Mientras dormía y daba vueltas en la cama, seguía recordando los minutos finales del acto sexual que había presenciado en Dolorosa Drive.
Karla estaba de rodillas. Se hallaba a punto de completar una actividad humana presumiblemente antiquísima. Pero no parecía antigua. Daba la sensación de haber sido inventada horas antes, ese mismo día, o incluso de hallarse, en realidad, en trance de ser inventada. Para el impulso final, tenía enlazados los brazos a la cintura de Burl Rhody, cuyo falo, idealmente negro, parecía constituir un obstáculo: ella no iba a poder rodearlo. No: tenía que pasar a través de él, como si su auténtica meta estuviera en algún lugar dentro de las entrañas del hombre. En el retroceso, las manos de Karla se apoyaban con las palmas en las caderas de él, para conseguir mayor tracción, y cada movimiento concluía con un tremendo chasquido de los labios antes de que el falo de Rhody se viera ruidosamente sepultado otra vez. Luego todo ocurrió apresuradamente, y a los pocos instantes se encontró a sí mismo pensando en un niño tocando un silbato de juguete. Y después allí estaban Billie, e incluso Sophie, con las caras cubiertas de yogur o helado de vainilla.
La conciencia volvió a él. Antes de abrir los ojos, escuchó el sonido de una respiración.

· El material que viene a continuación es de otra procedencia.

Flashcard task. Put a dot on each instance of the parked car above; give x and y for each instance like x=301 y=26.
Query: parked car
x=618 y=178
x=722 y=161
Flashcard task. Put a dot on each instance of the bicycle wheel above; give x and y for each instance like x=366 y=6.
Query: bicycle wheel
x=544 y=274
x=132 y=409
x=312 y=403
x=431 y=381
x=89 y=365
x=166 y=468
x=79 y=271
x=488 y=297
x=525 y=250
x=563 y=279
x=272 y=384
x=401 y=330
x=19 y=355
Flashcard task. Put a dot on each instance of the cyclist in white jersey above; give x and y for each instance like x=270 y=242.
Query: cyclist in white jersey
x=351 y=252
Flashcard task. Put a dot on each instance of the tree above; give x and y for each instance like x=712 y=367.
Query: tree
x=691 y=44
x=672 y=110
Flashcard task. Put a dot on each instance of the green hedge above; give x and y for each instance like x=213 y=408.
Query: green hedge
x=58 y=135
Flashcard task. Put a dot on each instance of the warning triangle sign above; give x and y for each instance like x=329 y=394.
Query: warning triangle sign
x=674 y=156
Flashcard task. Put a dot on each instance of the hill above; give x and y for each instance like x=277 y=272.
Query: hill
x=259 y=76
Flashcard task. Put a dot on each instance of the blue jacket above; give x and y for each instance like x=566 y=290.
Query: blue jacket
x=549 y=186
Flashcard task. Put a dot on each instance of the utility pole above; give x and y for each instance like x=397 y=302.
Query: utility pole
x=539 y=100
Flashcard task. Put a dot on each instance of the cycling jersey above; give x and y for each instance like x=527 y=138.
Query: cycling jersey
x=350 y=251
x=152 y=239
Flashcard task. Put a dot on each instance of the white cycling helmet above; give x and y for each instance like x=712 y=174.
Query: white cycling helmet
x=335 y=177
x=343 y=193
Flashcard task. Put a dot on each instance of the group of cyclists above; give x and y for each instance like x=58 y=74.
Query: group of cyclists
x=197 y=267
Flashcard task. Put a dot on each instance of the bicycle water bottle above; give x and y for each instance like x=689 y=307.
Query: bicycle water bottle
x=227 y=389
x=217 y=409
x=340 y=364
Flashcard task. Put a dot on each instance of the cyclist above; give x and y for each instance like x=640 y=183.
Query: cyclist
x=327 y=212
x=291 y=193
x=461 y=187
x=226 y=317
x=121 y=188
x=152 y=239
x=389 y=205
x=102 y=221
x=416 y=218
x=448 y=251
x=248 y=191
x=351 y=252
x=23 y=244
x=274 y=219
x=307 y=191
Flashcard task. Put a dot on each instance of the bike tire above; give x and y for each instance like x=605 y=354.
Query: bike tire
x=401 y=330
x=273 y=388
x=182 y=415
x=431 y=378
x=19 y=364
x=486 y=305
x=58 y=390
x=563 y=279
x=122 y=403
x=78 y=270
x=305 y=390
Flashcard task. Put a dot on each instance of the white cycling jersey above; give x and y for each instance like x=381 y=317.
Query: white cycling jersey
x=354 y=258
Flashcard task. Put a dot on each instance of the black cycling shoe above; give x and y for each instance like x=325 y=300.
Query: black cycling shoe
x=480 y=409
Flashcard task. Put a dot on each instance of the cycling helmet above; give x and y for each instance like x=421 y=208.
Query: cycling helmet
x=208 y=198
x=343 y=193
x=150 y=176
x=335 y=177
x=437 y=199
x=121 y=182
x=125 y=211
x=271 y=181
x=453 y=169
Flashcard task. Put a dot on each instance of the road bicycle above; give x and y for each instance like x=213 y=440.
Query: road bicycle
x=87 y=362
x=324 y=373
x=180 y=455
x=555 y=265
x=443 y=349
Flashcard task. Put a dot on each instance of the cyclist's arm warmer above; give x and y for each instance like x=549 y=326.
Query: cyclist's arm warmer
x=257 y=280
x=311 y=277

Más que eso: oyó el sueño, las parsimoniosas cabezadas que componían el sonido del sueño… Notó que él se hallaba de alguna manera muy metido en la cama, bajo el chal y la sábana, y notó que lo que tenía entre las piernas estaba duro como un pedazo de cartílago. Se volvió; allí estaba Karla, un cuerpo aparentemente sin cabeza y con la insomne e incorruptible interrogación de sus pechos. Se movió hacia ellos.
Pronto oyó su adormilado suspiro de aprobación y notó que las manos de la mujer acariciaban su cuello y su pelo cuando él los apretaba y besaba. Pasó el tiempo.
– Te amo, te amo -repetía ella.
Y cuando ella comenzó a sollozar, él hizo una pausa esperando que ella parara (él hubiera parado también entonces). Pero Karla no paró. Igual que Billie cuando lloraba (levemente incrédula, con elocuente ingenuidad), pensó. Tenía separados los muslos y la mano de Xan comenzó a subir por ellos. Pero, entonces, alcanzó su rostro y se dio cuenta de que tenía las mejillas secas. Se encontraron sus ojos. Todo lo demás le fue sustraído, y él se volvió de lado.